Contribution and Testing
Running tests
You can run all unit tests by running pytest
in the great_expectations
directory root. By default the tests will be run against pandas
and sqlite
, with the ability to test additional backends like postgresql
, spark
, and mssql
using pytest
flags. To run a test against a specific backend like PostgreSQL, you can run pytest --postgresql
.
Currently the list of supported pytest
flags for general testing are as follows:
--spark
: Execute tests against Spark backend.--postgresql
: Execute tests against PostgreSQL.--mysql
: Execute tests against MySql.--mssql
: Execute tests against Microsoft SQL Server.--bigquery
: Execute tests against Google BigQuery (requires additional set up).--aws
: Execute tests against AWS resources like S3, Redshift and Athena (requires additional setup).
In addition, if you would like to skip all local backend tests (with the exception of the pandas backend), you can run pytest --no-sqlalchemy
.
Note: as of early 2020, the tests generate many warnings. Most of these are generated by dependencies (pandas, sqlalchemy, etc.) You can suppress them with pytest’s --disable-pytest-warnings
flag: pytest --no-sqlalchemy --disable-pytest-warnings
.
BigQuery tests
In order to run BigQuery tests, you first need to go through the following steps:
- Select or create a Cloud Platform project.
- Setup Authentication.
- In your project, create a BigQuery dataset (e.g. named
test_ci
) and set the dataset default table expiration to.1
days
After setting up authentication, you can run with your project using the environment variables GE_TEST_BIGQUERY_PROJECT
and GE_TEST_BIGQUERY_DATASET
, e.g.
GE_TEST_BIGQUERY_PROJECT=<YOUR_GOOGLE_CLOUD_PROJECT>
GE_TEST_BIGQUERY_DATASET=test_ci
pytest tests/test_definitions/test_expectations_cfe.py --bigquery
Writing unit and integration tests
Production code in Great Expectations must be thoroughly tested. In general, we insist on unit tests for all branches of every method, including likely error states. Most new feature contributions should include several unit tests. Contributions that modify or extend existing features should include a test of the new behavior.
Experimental code in Great Expectations need only be tested lightly. We are moving to a convention where experimental features are clearly labeled in documentation and the code itself. However, this convention is not uniformly applied today.

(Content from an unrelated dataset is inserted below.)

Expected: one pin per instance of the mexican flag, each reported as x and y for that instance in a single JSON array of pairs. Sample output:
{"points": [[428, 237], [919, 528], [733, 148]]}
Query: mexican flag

Most of Great Expectations’ integration testing is in the CLI, which naturally exercises most of the core code paths. Because integration tests require a lot of developer time to maintain, most contributions should not include new integration tests, unless they change the CLI itself.
Note: we do not currently test Great Expectations against all types of SQL database. CI test coverage for SQL is limited to PostgreSQL, SQLite, MSSQL, and BigQuery. We have observed some bugs because of unsupported features or differences in SQL dialects, and we are actively working to improve dialect-specific support and testing.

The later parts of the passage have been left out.